The A380s will substitute for one of two services provided by Boeing 747-400s that will return to the London route this month after a year's gap for refurbishment, he said. The 747's cargo flexibility makes retention of one service desirable, with the jumbo regularly carrying outsize items such as Porsche and Ferrari sports cars that the Airbus would struggle to handle.
“Frequencies are the most important thing, and from that point of view I'd rather have three 747s serving London,” Kitchathorn said. “But the A380 is also a prestige aircraft so we'd welcome it of course.”
Thai's next A380s are slated to arrive in October or November, Serena Kelly, its deputy sales manager, said in London at an event to publicize the 747 refurbishment, reiterating that the timings aren't definite.
Thai will reintroduce the Boeing jets to London from March 31, returning capacity on the route to almost 750 seats a day from 534 during a year of operations by Airbus A340-600s.
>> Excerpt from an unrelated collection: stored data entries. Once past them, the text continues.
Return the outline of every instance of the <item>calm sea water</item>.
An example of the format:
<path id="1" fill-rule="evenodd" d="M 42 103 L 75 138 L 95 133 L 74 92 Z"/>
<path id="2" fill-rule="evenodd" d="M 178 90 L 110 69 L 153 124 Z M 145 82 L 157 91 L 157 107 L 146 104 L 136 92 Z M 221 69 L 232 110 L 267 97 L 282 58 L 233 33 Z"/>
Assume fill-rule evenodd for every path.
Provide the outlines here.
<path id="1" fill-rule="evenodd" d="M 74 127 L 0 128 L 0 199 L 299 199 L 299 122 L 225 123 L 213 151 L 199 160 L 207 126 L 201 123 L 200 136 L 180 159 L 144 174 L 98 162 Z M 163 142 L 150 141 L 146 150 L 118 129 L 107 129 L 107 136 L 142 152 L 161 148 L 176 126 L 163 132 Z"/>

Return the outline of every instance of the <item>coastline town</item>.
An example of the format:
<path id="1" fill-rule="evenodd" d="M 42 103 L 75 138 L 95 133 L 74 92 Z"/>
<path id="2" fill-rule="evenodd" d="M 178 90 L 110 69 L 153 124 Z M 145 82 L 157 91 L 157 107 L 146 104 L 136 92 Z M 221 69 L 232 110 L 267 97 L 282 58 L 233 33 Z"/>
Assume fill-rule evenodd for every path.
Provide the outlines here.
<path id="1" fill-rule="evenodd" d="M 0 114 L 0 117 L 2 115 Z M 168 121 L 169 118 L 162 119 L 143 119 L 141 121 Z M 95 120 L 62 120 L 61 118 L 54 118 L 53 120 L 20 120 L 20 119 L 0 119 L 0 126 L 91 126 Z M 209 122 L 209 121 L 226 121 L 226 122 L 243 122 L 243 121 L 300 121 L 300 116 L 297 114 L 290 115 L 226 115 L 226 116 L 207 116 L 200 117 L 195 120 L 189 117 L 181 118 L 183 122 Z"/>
Two planes are required to provide a single frequency because of the distance involved. A 747-A380 combination could seat 881 people.
London might even be able to support four daily frequencies if the aircraft deployed including smaller Boeing 777 planes, Kitchathorn said. A service to Manchester is another option.
Two daily flights to London split between an A380 and 747 would match Thai's service to Frankfurt, the main focus for the carrier's European transfer traffic via the network of Star Alliance partner Lufthansa. Thai's first two A380s were deployed to provide the German service.
The Bangkok-based carrier will also operate a daily A380 service to Paris using its third and fourth A380s from the end of this month. The service is being cut from 10 frequencies a week because of the greater number of seats available on the double-decker superjumbo.
Thai's Southeast Asian rivals Singapore Airlines and Malaysian Airlines already fly the A380 to London.